Increase in calls to B.C. crisis lines reported

Increase in crisis line calls

Crisis line operators in B.C. say they are seeing an increase in calls as temperatures rise.

The BC Crisis Line Network says it has seen recent increases in calls to 1-800-SUICIDE and the province-wide mental health support line, 310-6789.

“Calls to the mental health crisis line and suicide intervention line increase during heatwaves,” says Asha Croggon of the BC Crisis Line Network.

“We saw an increase last year during the heat dome and the devastating wildfires, and we are seeing it happen again this year. Depending on the severity and intensity of the situation, increases are between 10 to 25 per cent, depending on the region. This is in addition to the increased call volume and complexity of calls since the start of the COVID-19 pandemic.”

Rural and remote community are especially impacted by the recurring threats from heatwaves and wildfires. And with reduced access to mental health care in smaller communities, the support provided by crisis lines is crucial.

Heat waves and other disasters can act as tipping points for people in an already precarious mental state.

“People feel more isolated, anxious, and overwhelmed.

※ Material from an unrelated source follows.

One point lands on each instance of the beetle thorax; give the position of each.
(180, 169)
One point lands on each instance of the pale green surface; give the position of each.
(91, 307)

They’re feeling frayed, and climate change issues feel so much bigger than what they can take on, so their resources and coping strategies are shrinking, and relationships are feeling the strain,” Croggon explains.

“The biggest resource crisis lines provide is listening, which might seem passive but being truly heard can de-escalate the situation and then we can work collaboratively with the caller to create a self-care plan.”

Depending on the caller’s location, crisis line responders are also preparing the callers for upcoming evacuation notices and supporting them through their evacuation plan if a notice was already issued.

Crisis line volunteers and staff responders say they are under significant pressure from the increases in call volume and complexity, as well as going through the challenges of the pandemic, wildfires and the extreme weather events themselves.

“We have an approach within crisis lines: How we do something is just as important as what we do. If our own people are burning out tending to the wellness and safety of others, then we are working at cross purposes with our mission,” says Croggon.

BC crisis lines have initiated additional counselling support for volunteers and staff, as well as debriefing and training opportunities, and volunteers and staff are encouraged to take breaks whenever they are needed.